The challenge of finding and hiring staff at nursing homes is enormous

The Biden administration announced new regulations this week designed to reduce the cases of neglect, abuse and misery at America's 15,000 nursing homes.

The key feature of the new rules is a sharp increase in minimum staffing requirements. Once these rules are implemented, nursing homes will be required to have a registered nurse on site 24 hours a day, 7 days a week. And they will be required to employ nurses and nurses' aides for a total of 3.48 hours per day, per resident.

The theory is that more staff, and especially more qualified nursing staff, per resident will lead to better quality of care, less abuse and less neglect. It's intuitive, and there's some research to support it.

But the rules raise more questions than they answer: Will they ever be implemented? If so, who will pay for them? And how much difference will they make?

Richard Anderson at Wedbush Securities thinks there is a good chance the regulations will end up dramatically watered down over time, or even repealed - for example, if Donald Trump wins the presidential election in November.
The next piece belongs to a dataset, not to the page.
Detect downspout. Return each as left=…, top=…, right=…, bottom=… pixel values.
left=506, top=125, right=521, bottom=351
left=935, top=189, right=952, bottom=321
Even if that doesn't happen, Anderson says, the regulations contain so many loopholes and possible exemption clauses that the final result may be far less robust than many expect. As he put it in a recent note: "A concession here, an exemption there until minimum staffing essentially becomes a nonevent."

The administration has given nursing homes up to five years to implement the rules.

The operators have been fighting these regulations tooth and nail, and they will continue to do so.

"This fight is not over," the AHCA/NCAL, the industry trade association, said in a statement. It added that "momentum against the mandates continues to build among both Democrats and Republicans."

It's notable that the biggest stocks in the sector - nursing-home real-estate investment trusts such as Sabra Healthcare (SBRA), Omega Healthcare (OHI) and operator Ensign Group (ENSG) - have been largely unmoved by the announcement. Vikram Malhotra, an analyst at Mizuho Securities, says this may be in part because Wall Street was already braced for bad news on regulations.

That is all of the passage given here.